Las Vegas Sun

April 24, 2024

Waste dump opponents sense victory

Sun Topics

Despite the eleventh hour push by the Bush administration to advance efforts to make Yucca Mountain the dump for all of the nation’s highly radioactive nuclear waste, that plan is on its last legs, Nevada’s anti-Yucca forces said this week.

“I believe we’re on the threshold of victory,” Richard Bryan, the former U.S. senator and former governor of Nevada, said at Monday’s meeting of the Nevada Nuclear Projects Commission. Bryan is commission chairman.

One reason for his belief: At the end of this week, the state will release its barrage of reasons why Yucca Mountain, about 90 miles northwest of Las Vegas, should remain free of nuclear waste.

State Attorney General Catherine Cortez Masto on Friday is to release the list of hundreds of contentions that will be filed with the Nuclear Regulatory Commission.

“These are serious challenges that will demonstrate convincingly the flaws in the Department of Energy’s program,” said Bob Loux, longtime chief of the Nevada Nuclear Projects Agency. “When others outside Nevada see the seriousness of these charges, they will come to the realization that Yucca Mountain can never be licensed.”
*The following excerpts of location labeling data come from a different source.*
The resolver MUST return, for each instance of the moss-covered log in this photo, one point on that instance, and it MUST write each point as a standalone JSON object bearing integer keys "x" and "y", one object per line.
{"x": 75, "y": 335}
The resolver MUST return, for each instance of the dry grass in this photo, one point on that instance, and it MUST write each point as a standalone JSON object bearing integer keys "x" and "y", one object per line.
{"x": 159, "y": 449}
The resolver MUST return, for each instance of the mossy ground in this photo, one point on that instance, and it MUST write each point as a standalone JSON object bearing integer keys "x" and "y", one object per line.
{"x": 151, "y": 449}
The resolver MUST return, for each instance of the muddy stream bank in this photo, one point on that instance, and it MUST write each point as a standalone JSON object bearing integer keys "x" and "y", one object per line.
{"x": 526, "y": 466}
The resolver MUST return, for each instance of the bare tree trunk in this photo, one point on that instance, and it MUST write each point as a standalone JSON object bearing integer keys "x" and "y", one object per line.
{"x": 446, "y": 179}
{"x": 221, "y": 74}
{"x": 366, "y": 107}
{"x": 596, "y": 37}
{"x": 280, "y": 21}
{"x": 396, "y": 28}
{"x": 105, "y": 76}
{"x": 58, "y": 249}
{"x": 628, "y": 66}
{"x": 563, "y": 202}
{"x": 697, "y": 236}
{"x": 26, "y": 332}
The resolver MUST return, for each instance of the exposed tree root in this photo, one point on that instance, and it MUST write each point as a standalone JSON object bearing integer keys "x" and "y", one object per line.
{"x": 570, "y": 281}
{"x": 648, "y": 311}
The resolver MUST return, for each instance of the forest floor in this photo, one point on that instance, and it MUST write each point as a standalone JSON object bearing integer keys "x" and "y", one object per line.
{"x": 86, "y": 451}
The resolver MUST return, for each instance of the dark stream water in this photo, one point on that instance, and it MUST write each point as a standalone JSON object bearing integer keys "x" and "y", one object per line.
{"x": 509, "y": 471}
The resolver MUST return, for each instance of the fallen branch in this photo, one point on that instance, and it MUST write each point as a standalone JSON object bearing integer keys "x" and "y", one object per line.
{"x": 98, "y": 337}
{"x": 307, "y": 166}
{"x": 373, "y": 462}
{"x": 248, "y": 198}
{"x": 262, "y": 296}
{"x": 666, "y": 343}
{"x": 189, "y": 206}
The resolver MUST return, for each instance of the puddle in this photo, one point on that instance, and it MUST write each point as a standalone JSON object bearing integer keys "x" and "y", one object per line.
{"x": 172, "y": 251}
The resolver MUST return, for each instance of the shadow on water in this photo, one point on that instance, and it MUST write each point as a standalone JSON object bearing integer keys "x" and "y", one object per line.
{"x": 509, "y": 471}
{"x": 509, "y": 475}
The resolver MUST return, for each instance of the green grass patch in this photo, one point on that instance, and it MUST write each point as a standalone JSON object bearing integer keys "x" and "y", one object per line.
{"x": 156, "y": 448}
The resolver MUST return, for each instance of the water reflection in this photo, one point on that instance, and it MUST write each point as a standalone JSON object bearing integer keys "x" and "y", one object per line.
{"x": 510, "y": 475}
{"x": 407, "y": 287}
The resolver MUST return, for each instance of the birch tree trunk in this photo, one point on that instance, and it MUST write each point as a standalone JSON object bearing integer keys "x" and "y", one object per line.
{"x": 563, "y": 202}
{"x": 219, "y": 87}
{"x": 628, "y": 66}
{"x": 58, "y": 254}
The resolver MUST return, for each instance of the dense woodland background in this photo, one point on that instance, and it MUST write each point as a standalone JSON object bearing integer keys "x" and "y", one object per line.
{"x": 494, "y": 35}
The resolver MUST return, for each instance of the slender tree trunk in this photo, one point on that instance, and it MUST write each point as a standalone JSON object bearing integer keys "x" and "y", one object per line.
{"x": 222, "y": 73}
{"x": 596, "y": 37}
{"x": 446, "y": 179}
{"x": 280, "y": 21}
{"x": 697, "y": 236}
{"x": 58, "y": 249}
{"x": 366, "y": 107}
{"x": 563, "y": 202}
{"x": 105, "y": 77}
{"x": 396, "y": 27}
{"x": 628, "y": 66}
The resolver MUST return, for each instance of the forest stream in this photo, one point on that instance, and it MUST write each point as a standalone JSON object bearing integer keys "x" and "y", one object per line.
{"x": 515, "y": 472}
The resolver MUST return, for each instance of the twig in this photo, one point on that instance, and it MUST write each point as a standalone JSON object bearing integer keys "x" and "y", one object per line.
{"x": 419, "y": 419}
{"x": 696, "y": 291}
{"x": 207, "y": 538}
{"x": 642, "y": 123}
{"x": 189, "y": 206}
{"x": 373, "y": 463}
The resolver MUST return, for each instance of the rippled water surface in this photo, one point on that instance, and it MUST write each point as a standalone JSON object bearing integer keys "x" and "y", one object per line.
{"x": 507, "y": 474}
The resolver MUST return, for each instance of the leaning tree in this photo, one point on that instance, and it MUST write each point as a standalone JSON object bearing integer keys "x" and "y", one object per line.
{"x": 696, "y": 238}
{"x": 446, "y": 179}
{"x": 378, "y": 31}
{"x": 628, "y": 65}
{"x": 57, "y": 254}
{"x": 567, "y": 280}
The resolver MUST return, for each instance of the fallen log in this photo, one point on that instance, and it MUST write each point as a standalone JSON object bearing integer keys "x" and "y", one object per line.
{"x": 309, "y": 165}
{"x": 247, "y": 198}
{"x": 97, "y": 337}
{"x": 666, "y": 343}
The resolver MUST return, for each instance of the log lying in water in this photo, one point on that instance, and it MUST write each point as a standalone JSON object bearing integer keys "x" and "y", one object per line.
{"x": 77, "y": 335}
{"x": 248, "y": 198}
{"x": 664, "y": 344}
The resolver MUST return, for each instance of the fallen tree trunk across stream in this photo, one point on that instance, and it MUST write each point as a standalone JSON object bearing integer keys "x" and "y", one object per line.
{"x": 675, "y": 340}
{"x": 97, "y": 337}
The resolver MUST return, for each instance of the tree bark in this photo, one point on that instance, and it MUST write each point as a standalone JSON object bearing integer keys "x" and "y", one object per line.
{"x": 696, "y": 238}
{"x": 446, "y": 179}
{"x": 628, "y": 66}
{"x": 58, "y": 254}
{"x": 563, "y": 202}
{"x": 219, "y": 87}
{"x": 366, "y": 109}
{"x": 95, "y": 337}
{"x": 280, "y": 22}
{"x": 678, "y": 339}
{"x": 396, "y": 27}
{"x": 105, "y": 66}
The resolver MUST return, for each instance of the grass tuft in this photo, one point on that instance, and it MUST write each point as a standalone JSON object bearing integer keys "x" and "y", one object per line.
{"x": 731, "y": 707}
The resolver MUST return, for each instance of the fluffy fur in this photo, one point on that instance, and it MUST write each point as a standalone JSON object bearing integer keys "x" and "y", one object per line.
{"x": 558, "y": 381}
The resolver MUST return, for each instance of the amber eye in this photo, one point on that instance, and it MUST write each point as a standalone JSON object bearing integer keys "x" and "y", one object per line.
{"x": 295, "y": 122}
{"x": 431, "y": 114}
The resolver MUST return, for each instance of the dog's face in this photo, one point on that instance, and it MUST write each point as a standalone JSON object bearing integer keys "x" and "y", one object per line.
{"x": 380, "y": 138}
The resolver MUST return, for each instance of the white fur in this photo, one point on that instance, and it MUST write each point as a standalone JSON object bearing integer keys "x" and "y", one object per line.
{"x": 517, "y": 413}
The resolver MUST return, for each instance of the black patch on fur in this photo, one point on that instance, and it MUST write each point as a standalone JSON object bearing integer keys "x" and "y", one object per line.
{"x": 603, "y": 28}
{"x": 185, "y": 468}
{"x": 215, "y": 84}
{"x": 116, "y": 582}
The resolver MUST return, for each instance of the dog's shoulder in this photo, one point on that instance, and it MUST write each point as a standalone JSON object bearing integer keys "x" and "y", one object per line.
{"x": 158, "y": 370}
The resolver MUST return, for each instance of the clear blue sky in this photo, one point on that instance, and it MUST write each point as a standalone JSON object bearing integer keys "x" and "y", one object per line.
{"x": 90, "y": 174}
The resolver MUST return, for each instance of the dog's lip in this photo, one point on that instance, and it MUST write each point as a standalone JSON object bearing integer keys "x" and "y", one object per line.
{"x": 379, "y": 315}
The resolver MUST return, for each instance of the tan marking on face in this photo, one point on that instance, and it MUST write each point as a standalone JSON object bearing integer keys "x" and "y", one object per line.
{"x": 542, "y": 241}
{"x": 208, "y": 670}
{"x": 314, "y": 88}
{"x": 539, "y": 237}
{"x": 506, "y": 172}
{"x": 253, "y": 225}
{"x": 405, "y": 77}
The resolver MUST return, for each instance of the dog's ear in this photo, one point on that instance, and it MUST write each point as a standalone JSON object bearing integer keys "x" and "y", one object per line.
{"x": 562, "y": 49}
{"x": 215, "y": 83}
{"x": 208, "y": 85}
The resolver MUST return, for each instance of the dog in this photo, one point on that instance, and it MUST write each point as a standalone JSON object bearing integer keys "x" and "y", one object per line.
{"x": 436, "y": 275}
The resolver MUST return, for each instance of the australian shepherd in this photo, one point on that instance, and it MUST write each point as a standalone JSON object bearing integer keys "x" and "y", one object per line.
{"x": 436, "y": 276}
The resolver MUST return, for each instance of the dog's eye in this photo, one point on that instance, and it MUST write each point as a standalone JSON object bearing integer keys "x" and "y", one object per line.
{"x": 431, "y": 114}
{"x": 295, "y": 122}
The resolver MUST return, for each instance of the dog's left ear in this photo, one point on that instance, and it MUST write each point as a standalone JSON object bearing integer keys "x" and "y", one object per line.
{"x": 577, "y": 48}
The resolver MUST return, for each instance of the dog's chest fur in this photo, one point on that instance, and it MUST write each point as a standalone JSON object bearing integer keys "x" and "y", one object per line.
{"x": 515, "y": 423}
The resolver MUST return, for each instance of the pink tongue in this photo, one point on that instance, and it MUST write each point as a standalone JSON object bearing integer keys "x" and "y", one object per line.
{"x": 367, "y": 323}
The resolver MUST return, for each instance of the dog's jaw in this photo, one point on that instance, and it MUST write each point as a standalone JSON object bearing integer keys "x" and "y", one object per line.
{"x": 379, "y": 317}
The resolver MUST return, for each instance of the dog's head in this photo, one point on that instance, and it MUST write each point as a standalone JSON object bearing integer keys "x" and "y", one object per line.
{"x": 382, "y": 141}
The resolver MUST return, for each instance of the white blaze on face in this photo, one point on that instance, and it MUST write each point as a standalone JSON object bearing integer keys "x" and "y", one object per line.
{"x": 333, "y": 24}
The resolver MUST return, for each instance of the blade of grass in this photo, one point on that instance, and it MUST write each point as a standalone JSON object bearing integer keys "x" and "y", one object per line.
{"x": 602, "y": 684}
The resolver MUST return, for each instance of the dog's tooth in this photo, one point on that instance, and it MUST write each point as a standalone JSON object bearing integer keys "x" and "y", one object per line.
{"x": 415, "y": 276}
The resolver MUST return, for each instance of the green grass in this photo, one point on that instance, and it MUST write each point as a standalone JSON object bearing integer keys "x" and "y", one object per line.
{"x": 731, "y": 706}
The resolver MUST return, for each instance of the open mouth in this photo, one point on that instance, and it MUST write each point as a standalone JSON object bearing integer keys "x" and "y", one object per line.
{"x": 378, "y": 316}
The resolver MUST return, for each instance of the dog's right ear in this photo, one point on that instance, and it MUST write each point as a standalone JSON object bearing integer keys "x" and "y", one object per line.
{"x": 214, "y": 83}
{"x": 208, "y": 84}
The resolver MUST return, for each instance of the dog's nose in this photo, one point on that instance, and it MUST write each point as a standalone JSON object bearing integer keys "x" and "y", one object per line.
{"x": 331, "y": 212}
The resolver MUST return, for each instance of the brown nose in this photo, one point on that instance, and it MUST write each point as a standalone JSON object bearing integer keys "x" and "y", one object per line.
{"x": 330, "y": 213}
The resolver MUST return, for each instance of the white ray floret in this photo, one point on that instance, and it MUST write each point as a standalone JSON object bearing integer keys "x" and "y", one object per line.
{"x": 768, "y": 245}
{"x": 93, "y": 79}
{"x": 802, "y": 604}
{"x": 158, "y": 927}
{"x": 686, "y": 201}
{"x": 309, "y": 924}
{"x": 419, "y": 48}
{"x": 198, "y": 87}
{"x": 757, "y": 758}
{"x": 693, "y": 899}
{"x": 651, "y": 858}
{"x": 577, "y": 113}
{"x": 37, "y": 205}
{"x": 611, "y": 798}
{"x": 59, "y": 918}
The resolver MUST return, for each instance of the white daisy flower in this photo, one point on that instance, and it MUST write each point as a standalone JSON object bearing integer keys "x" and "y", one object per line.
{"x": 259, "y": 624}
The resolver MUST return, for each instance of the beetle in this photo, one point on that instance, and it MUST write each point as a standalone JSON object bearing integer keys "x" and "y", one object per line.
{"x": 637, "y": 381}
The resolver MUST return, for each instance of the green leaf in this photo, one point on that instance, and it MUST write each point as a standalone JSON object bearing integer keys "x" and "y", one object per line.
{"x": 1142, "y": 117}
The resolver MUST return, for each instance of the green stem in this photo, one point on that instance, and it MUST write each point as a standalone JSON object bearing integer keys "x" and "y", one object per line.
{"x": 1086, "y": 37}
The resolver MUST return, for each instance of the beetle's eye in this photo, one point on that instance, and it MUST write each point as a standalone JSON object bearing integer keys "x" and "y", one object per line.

The list notes, for example, that the state has demonstrated that the canisters that are to be filled with nuclear waste are vulnerable to corrosion from water and “have no chance of lasting more than a few hundred years.”

The Department of Energy will have 50 days to analyze and respond to the list of contentions; then Nevada has two weeks to respond to that analysis. That’s when the real debate begins.

Loux expects that an administrative law judge’s review of all of this could take up to 12 years.

“It’s a very lengthy process,” he said.

And that’s only if the new president fails to meet Nevada’s expectations.

Loux also told the commission that he has talked with President-elect Barack Obama’s transition people, and everything he “heard indicates (Obama) will keep his word on Yucca Mountain.”

“We have a new president, we have the majority leader. Obama carried Nevada, and he pledged he was going to stop it,” Loux said.

During the campaign, Obama aired a television ad that said: “Barack Obama. Opposes Opening Yucca. He’ll protect our families.”

Another encouraging sign came this month when the Surface Transportation Board, a three-member appointed panel that oversees railroad construction projects, came to Las Vegas to consider whether to allow the Energy Department to build a railroad from Caliente in Eastern Nevada to Yucca Mountain.

And although the hearing was largely regarded as a formality by opponents of the Yucca Mountain dump plan, local officials expressed surprise at the thoughtful, pointed questions the board asked.

Suddenly the hearing seemed like yet another facet of the Yucca debate that might go Nevada’s way.

So, one way or another, Loux said after Monday’s meeting, the Yucca Mountain nuclear dump appears “on its way out and down.”

Sun reporter Phoebe Sweet contributed to this article.